And I mean, David has studied the relationship with black liberation theology a lot more than I have. But you know, it`s interesting. I mean, just getting back to all this stuff about friends for a second, you know, people think this Ayers thing was what we were just talking about, is they want to dismiss it.

I`d like to ask people, if John McCain was on a board and friends with an abortion clinic bomber who constantly said he was unapologetic about it, I kind of think the media would make a big deal about it.

BECK: Well, I do, too.

STEVEN MOORE, "WALL STREET JOURNAL": I must point, Jonah, about black empowerment, because that`s what this is really about. It`s basically a theology that goes back to income redistribution.

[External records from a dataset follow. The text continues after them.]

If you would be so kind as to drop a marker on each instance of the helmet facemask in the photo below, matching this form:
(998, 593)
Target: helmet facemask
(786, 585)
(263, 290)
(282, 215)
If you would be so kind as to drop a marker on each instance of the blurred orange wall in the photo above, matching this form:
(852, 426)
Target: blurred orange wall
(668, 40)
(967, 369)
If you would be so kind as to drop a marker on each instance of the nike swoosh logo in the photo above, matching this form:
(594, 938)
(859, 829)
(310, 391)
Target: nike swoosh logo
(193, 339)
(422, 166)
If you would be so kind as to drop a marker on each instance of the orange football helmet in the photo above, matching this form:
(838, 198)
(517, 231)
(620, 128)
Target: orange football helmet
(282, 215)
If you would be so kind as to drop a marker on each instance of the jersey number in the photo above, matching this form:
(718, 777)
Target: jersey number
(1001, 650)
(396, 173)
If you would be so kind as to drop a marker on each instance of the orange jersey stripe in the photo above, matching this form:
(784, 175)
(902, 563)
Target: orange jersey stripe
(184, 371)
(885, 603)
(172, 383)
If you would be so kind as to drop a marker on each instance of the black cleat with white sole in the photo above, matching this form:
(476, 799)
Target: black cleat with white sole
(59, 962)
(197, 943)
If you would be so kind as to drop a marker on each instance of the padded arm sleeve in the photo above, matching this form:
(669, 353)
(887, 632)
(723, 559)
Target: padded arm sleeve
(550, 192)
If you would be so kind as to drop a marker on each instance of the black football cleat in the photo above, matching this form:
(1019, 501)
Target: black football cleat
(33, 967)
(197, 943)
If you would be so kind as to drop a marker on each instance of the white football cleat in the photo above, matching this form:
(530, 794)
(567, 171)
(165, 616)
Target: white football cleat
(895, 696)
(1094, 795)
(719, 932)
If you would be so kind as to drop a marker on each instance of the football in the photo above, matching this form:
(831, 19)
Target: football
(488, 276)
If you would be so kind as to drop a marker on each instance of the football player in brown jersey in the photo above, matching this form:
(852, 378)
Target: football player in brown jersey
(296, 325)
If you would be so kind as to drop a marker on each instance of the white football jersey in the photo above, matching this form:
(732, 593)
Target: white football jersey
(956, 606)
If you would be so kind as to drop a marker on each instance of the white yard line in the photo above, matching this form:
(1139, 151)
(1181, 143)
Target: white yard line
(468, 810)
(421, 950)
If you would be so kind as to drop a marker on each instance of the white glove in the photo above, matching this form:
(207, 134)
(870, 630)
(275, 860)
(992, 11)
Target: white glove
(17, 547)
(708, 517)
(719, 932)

And that`s central to what Barack Obama`s talking about. He`s talking about a Robin Hood scheme of taking from people who have, and not -- not having low-income people rise up through empowerment, but by taking from other people.

BECK: OK. So is it true, because you know, we`re talking about reparations.

MOORE: Right, exactly.

BECK: If you listen to Barack Obama, half listen, the first thing, and the sound bite that`s always played is, "I`m against reparations." The real story is, the full statement is, "because it doesn`t go far enough." His reparations is universal health care, and because he has said -- right, he has said that it helps African-Americans disproportionately.

MOORE: And the point here is that he believes that these are all entitlements. It goes back to reparations. Yes, these groups are entitled to your money and to all these tax dollars because of what happened 100 years ago.

BECK: So -- so David, as you`re studying him, I mean, what amazes me is that, in America, Marxism doesn`t seem scary. I don`t know why. But it doesn`t seem scary to people.

FREDDOSO: It is scary. You know, Reverend Wright, people should be even more scared beyond even beyond the issue of economic reparations with -- when it comes to Reverend Wright and Trinity Church, we`re talking about an explicitly racist theology.

On their Web site, to this day, it still cites James Cone`s book on black liberation theology as their founding principle. I got the book. You just start opening it up, page after page of embarrassing racist screeds about how whites -- whites basically can`t be saved. They`re hopeless oppressors. It says that white theology isn`t theology at all. Whiteness is the opposite of Christianity. This is -- this is the entire philosophy. This is the founding terrorism, you could say.

BECK: Any chance -- any chance that Barack Obama -- I mean, if his wife were the preacher, I`d get it. Because you know, every guy in America would go, you know -- he`d look in the camera and go, guys, she`s up there every Sunday. "I wasn`t listening." But how did he miss this? Is there a chance he missed this?

MOORE: No. It`s the people that he hangs out with. I mean, people are kind of wondering, what -- they said, well, it was only his preacher. It was only his best friend. But you know, you can tell a lot about a person by who they hang out with.

Now, look at who John McCain`s best friends are. They`re people like Orson Swindle, who talked last night, a fellow POW in the Hanoi Hilton. I mean, I think there`s a big difference between the quality of these people.

GOLDBERG: But real quickly, I want to add, if you actually listen to Barack Obama`s acceptance speech at the Democratic convention, or the Barack-opolis thing, it was a very interesting thing he did.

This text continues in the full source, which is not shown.